Figure 3.6: Rasterization artifact: as only top-left corners are part of the raster cell, only cells touching the red line below the diagonal line are rasterized

Tessellating the time dimension with left-closed right-open intervals is very common, and it reflects the implicit assumption underlying time series software such as the xts package in R, where time stamps indicate the start of time intervals. Different models can be combined: one could use simple feature polygons to tessellate space and combine this with a regular tessellation of time in order to cover a space time vector data cube. Raster and vector data cubes are discussed in Chapter 6.

As mentioned above, besides square cells the other two shapes that can lead to regular tessellations of \(R^2\) are triangles and hexagons. On the sphere, there are a few more, including cube, octahedron, icosahedron, and dodecahedron. A spatial index that builds on the cube is s2geometry, the H3 library uses the icosahedron and densifies that with (mostly) hexagons. Mosaics that cover the entire Earth are also called discrete global grids.

3.5 Networks

Spatial networks are typically composed of linear (LINESTRING) elements, but possess further topological properties describing the network coherence:

  • start- and end-points of a linestring may be connected to other linestring start or end points, forming a set of nodes and edges
  • edges may be directed, to only allow for connection (flow, transport) in one way

R packages including osmar (Schlesinger and Eugster 2013), stplanr (Lovelace, Ellison, and Morgan 2022), and sfnetworks (van der Meer et al. 2022) provide functionality for constructing network objects, and working with them, including computation of shortest or fastest routes through a network. Package spatstat (Baddeley, Turner, and Rubak 2022; Baddeley, Rubak, and Turner 2015) has infrastructure for analysing point patterns on linear networks (Chapter 11). Chapter 12 of Lovelace, Nowosad, and Muenchow (2019) has a transportation application using networks.

3.6 Exercises

For the following exercises, use R where possible.
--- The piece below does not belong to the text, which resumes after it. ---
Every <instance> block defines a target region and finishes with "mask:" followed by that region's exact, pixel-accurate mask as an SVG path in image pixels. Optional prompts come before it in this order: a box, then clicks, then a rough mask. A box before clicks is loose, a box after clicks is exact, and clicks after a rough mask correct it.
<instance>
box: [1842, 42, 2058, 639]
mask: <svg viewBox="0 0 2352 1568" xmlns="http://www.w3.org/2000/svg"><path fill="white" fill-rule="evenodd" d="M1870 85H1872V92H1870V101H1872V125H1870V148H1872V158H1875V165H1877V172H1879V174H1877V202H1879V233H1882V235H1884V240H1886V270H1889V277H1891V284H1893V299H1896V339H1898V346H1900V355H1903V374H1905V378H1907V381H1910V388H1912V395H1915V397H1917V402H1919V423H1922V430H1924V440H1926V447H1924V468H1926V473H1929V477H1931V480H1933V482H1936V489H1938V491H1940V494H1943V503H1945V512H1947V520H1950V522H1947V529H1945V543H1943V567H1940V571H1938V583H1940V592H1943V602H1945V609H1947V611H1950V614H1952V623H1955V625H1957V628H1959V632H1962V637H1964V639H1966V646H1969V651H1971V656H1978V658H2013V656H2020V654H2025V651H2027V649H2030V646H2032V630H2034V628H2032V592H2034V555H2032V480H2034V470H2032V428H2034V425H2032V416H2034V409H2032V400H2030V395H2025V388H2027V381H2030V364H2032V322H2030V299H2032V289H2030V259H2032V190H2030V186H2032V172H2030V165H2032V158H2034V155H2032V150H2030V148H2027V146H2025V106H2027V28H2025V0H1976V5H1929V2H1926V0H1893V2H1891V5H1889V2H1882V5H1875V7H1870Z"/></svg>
  1. Give two examples of geometries in 2-D (flat) space that cannot be represented as simple feature geometries, and create a plot of them.
  2. Recompute the coordinates 10.542, 0.01, 45321.6789 using precision values 1, 1e3, 1e6, and 1e-2.
  3. Describe a practical problem for which an n-ary intersection would be needed.
  4. How can you create a Voronoi diagram (Figure 3.3) that has one closed polygons for every single point?
  5. Give the unary measure dimension for geometries POINT Z (0 1 1), LINESTRING Z (0 0 1,1 1 2), and POLYGON Z ((0 0 0,1 0 0,1 1 0,0 0 0))
  6. Give the DE-9IM relation between LINESTRING(0 0,1 0) and LINESTRING(0.5 0,0.5 1); explain the individual characters.
  7. Can a set of simple feature polygons form a coverage? If so, under which constraints?
  8. For the nc counties in the dataset that comes with R package sf, find the points touched by four counties.
  9. How would Figure 3.6 look like if \(\delta\) for the \(y\)-coordinate was positive?